S. G. Tallentyre, ‘The Friends of Voltaire’
Luis Buñuel

“If only the cinema were free,
it would be the eye of freedom.”

Luis Buñuel

This conference sees censorship interventions as moments in the volatile historical relationship between films and the cultures in which they exist. Those moments are characterized by desires to control the output of the film industries.

Instead of taking a normative standpoint, this conference approaches the censorship of cinema as an agent that influences the relationship between film and its publics, whatever their constitution.

We also see film censorship as a broad mechanism that operates on various levels during the production, distribution, exhibition, and consumption of films. Our approach combines historical, sociological, aesthetic, and philosophical methodologies.

In doing so, this conference aims to contribute to debates about the role of film censorship in discourses on the liberty of artistic expression and the moral responsibilities of audiovisual representations.
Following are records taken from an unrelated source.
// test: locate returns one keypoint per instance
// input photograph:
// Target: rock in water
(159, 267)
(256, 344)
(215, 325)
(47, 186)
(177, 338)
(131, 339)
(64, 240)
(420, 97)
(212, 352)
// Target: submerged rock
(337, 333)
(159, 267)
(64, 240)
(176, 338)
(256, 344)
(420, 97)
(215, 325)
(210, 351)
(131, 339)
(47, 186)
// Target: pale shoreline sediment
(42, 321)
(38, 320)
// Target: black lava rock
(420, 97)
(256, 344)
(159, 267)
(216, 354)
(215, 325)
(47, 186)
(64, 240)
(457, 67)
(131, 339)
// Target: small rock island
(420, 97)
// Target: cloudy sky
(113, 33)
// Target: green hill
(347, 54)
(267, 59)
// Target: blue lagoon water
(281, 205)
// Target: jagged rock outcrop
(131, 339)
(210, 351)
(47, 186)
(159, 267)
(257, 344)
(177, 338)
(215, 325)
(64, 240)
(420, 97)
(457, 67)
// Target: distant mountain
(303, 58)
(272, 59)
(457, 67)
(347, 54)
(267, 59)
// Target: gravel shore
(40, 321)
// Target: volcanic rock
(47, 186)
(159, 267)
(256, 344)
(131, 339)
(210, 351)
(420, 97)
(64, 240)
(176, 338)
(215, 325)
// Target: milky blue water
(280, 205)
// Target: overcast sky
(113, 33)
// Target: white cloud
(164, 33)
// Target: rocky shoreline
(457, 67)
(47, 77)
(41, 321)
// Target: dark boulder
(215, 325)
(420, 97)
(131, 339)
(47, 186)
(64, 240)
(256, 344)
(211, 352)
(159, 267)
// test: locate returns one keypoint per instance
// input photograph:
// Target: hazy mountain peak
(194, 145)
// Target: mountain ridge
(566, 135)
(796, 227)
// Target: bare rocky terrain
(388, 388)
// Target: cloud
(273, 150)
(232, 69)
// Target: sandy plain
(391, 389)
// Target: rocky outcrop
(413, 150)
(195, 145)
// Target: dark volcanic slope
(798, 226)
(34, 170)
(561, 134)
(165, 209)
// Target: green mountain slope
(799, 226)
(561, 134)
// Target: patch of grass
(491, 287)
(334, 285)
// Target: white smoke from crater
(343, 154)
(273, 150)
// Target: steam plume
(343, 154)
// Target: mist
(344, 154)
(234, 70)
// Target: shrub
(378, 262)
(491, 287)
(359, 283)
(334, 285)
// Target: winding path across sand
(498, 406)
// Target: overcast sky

This conference does not operate with a single definition of film censorship. By and large, we will treat film censorship as the attempt to limit the free expression, production, distribution, screening and reception of films. Because film censorship includes much more than banning, cutting or other imposed delimitations of movies by state institutions, we do not restrict film censorship to authoritarian regimes (e.g. Nazi-Germany, Fascist Italy, the Soviet Union). Censorship is more complex, and occurs in more diverse ways than merely through openly applied restrictions imposed ‘from above’. In most democratic countries, different kinds of film censorship were (are) imposed, that strongly influence what kind of social, moral and other issues were (are) represented. Film censorship is often state-led, as part of discourses on the protection of children, minorities, and other ‘vulnerable’ groups in society. But it is equally prevalent in efforts by private institutions or by the film industry itself (the American Production Code Administration is the best known example). Furthermore, we would also not overlook the concept of censorship in forms of self-regulation, lobbying, pressure from religious groups, partisan institutions, unions, private organizations, or the legal court system.